Summary
This document serves to provide some guidance for the trainees for their final project for the Data Science pathway. Trainees will use the following datasets.
1. 2019-01.csv
2. 2019-02.csv
3. 2019-03.csv
4. airports.csv
5. carriers.csv
6. plane-data.csv
The Data:
The data for this project can be categorized into 4 sections. Flight details are captured on files 2019-01.csv, 2019-02.csv, 2019-03.csv. Airport data are in the airports.csv, carrier information in the carriers.csv and plane data in the plane-data.csv.
Attributes shared by the flight details include:
• Year - 2019
• Month - 1-12
• DayofMonth - 1-31
• DayOfWeek - 1 (Monday) - 7 (Sunday)
• DepTime - actual departure time (local, hhmm)
• CRSDepTime - scheduled departure time (local, hhmm)
• ArrTime - actual arrival time (local, hhmm)
• CRSArrTime - scheduled arrival time (local, hhmm)
• UniqueCarrier - unique carrier code
• FlightNum - flight number
• TailNum - plane tail number
• ActualElapsedTime - in minutes
• CRSElapsedTime - in minutes
• AirTime - in minutes
• ArrDelay - arrival delay, in minutes
• DepDelay - departure delay, in minutes
• Origin - origin IATA airport code
• Dest - destination IATA airport code
• Distance - in miles
• TaxiIn - taxi in time, in minutes
• TaxiOut - taxi out time in minutes
• Cancelled - was the flight cancelled?
• CancellationCode - reason for cancellation (A = carrier, B = weather, C = NAS, D = security)
• Diverted - 1 = yes, 0 = no
• CarrierDelay - in minutes
• WeatherDelay - in minutes
• NASDelay - in minutes
• SecurityDelay - in minutes
• LateAircraftDelay - in minutes
The airports.csv contains the following attributes:
• iata - the international airport abbreviation code
• airport - name of the airport
• city - name of the city the airport is located
• state - the state code for the airports location
• country - country in which airport is located.
• lat - latitude co ordinate
• long - longitude co ordinate
The carriers.csv contains the following attributes:
• code - unique carrier code
• description - carrier full name
The plane-data.csv contains the following attributes:
• tailnum - unique tail number of the aircraft
• type - the type ownership of the aircraft
• manufacturer - the manufacturer of the aircraft
• issue_date - date aircraft was issued
• model - the model number of the aircraft
• status - status indicator
• aircraft_type - description of aircraft
• engine_type - engine type used
• year - year of manufacturing
The Task:
The aim of the project is to provide a graphical summary of important features of the data set, combined with your own exploration.
You must use HiveQL and Spark to process the data. It’s up to you whether you decide to use all or just one. The only requirement is that you can justify your choices. Python can be used to visualise your results.
There should be a focus in your analysis to detect occurrences and cause of flight delays. A small example of this could be to look into:
• When is the best time of day/day of week/time of year to fly to minimise delays?
• Do older planes suffer more delays?
• How does the number of people flying between different locations change over time?

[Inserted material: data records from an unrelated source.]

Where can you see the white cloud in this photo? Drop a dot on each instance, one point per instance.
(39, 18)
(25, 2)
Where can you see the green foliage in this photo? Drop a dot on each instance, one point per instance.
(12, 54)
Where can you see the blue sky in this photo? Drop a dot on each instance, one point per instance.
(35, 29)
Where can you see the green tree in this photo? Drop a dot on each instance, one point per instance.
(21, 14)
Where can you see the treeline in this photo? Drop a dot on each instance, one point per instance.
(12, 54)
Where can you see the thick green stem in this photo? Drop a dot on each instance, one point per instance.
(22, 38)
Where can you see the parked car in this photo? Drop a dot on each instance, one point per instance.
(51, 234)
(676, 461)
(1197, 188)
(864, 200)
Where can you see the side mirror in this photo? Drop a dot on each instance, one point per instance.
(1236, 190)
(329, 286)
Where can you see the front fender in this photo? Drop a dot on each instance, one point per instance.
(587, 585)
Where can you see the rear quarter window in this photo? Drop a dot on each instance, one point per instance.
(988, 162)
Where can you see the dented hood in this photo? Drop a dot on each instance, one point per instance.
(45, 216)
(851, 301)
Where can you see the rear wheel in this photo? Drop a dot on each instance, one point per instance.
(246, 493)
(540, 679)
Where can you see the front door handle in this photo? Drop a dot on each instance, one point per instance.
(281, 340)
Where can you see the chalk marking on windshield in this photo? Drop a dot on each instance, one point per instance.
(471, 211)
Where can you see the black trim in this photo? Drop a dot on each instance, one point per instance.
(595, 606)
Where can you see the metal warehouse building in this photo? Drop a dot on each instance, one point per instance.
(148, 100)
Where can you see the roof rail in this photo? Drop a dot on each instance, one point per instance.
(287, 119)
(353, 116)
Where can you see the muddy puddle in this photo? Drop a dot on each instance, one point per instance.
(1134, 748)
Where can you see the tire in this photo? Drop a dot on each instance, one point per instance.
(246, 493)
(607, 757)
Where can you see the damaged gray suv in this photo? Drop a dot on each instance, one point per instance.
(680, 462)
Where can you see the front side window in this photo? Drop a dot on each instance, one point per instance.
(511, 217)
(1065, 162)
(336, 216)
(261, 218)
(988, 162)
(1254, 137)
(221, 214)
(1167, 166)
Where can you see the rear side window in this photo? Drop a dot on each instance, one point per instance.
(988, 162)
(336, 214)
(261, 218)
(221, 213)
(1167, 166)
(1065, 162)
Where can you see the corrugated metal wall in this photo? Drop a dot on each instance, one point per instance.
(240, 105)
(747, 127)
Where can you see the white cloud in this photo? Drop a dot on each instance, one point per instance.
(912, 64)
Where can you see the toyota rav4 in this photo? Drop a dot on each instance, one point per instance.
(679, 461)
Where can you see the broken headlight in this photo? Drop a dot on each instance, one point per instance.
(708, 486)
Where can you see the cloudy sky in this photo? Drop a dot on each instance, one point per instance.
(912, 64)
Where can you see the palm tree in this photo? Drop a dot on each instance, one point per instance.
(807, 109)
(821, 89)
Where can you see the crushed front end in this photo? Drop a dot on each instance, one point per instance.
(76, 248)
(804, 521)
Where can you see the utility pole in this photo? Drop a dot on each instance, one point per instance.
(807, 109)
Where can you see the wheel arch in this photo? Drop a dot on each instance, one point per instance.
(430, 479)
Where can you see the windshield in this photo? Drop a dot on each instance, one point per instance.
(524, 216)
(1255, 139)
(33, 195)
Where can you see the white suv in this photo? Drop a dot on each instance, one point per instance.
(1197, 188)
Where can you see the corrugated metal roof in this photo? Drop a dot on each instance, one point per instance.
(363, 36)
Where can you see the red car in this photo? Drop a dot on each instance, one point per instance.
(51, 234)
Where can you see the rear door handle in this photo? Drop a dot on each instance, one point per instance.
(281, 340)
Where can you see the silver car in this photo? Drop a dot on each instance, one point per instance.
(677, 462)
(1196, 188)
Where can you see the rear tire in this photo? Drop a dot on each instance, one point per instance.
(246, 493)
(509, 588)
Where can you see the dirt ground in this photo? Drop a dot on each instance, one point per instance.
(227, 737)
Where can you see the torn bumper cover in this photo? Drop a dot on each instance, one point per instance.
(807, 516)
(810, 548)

• Can you detect cascading failures as delays in one airport create delays in others? Are there critical links in the system?
• Which carrier experiences lowest/highest number of delays?
Aside from this requirement, you are free to choose which other feature(s) to explore, how far to take the analysis and the methods you used to do it. Perhaps you could look to the operational efficiency of the larger airports.
What do you need to deliver?
Create a 15-20 minute presentation that analyses the dataset and be prepared to present to and engage with the class by the end of the week.
To Include:
• Introduction to your presentation
• Method (What do you want to find out? How you went about doing it?)
• Findings (With accompanying evidence, any code & data visuals)
• Any challenges/ issues? And how you resolved them?
• Conclusion
Notes:
Take care to take legible screenshots of the important parts of your code.
Have the application open for practical demonstration.
You will need to make clear use of at least 4 of the datasets.
This task is to be completed individually. It will be graded on insight derived, technical content and professional practice.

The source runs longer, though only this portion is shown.